Southwest Virginia’s largest hospital is about to get even bigger. Carilion Clinic announced a major expansion Wednesday.
"We actually operate, and have for some time, at 100% occupancy. We’re full all the time," Carilion Chief Operating Officer Steve Arner told reporters and Roanoke officials. Arner said the expansion will add about 400,000-square-feet and, in the process, make Roanoke Memorial Hospital one of the largest in the state.
The project announced Wednesday will add beds to the emergency department and a much-needed needed observation unit. "We often have patients in the emergency room waiting for an observation or admission bed," admitted Dr. Patrice Weiss, Carilion's Chief Medical Officer. "And this will allow us to open up beds for those patients who have just come to the emergency department and need care."
Construction will also allow for a consolidated cardiovascular institute. A new behavioral health building will go up across Jefferson Street. Weiss said demand for those services is growing. "We also know that as the population of the United States ages, cardiovascular needs and cardiovascular disease increases." Demand for behavioral health and psychiatric services has also been increasing, Weiss said, partly fueled by the opioid crisis.
Officials said the changes have been on Carilion's wish list for years. But Weiss added that Carilion’s wish list is really made up by what the community needs. "Our community needs more access to care, easier access to care and this is really a way for us to better serve the community."
Additional parking will be added under the new hospital wing and in a new garage that will also be built across Jefferson Street.
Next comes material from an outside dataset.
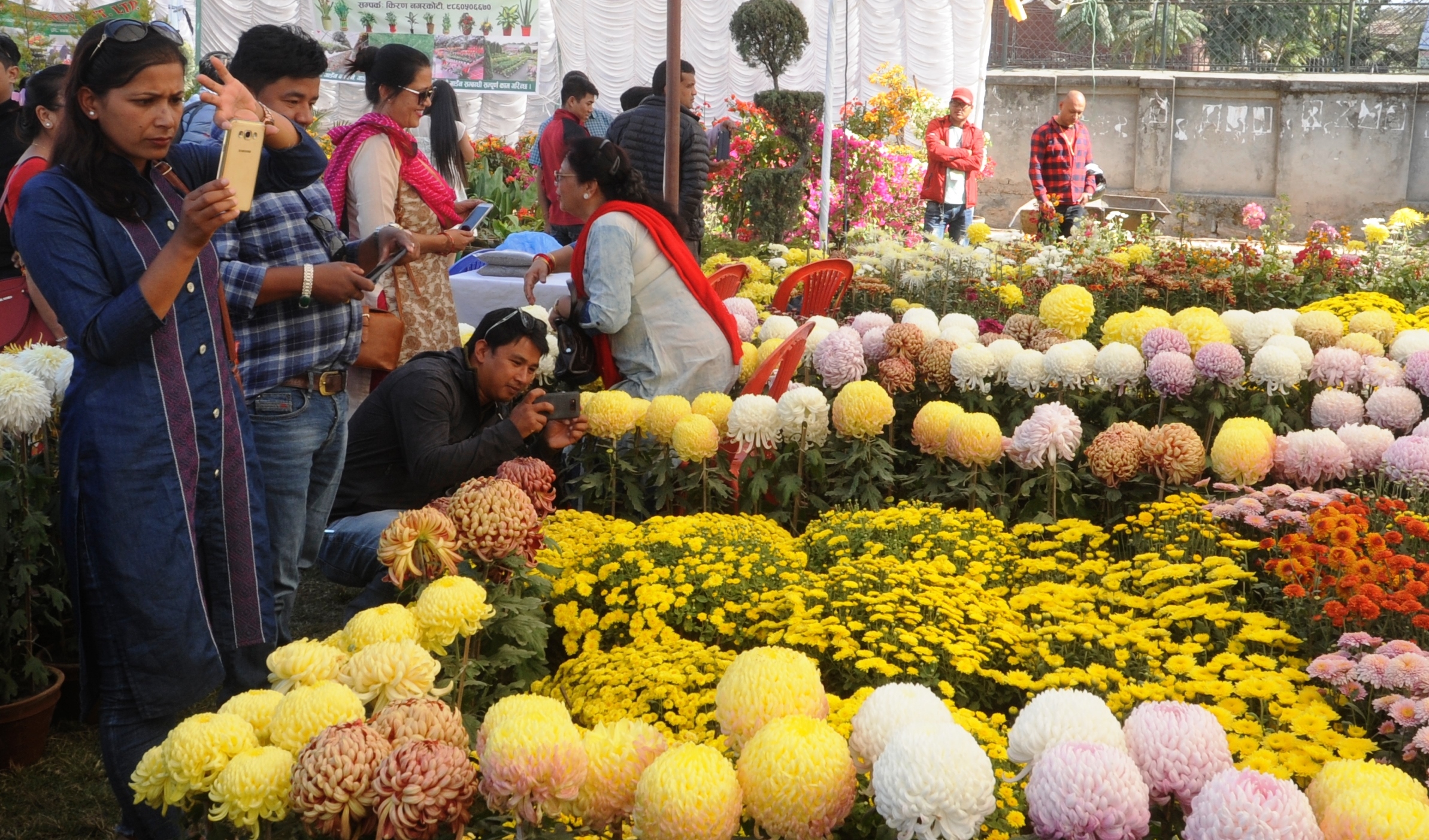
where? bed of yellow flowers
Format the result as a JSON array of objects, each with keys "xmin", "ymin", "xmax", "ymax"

Construction is expected to begin later this year and take about 5 years to complete. The total price tag is about $500 million, including new equipment and furnishings. Carilion Chief Financial Officer Don Halliwill said the project will be financed through a bond issue. He said several factors reduced Carilion's risk in greelighting the project: A recent bond rating upgrade, stable financial operating margins over the past five years and the expansion of Medicaid in Virginia. A 10-year, long-term capital plan includes investments in other Carilion sites and services across western Virginia.
Carilion is buying some of an adjacent property now owned by the Western Virginia Water Authority. Gary Robertson, the authority's executive director for water operations, said Crystal Spring will still be used as part of the Roanoke Valley’s drinking water supply. The historic Crystal Spring Steam Pump Station will remain open. The site is listed on the National Register of Historic Places and is managed through a parternship between the Water Authority and the Historical Society of Western Virginia.
***Editor's Note: Carilion Clinic is a financial supporter of Radio IQ.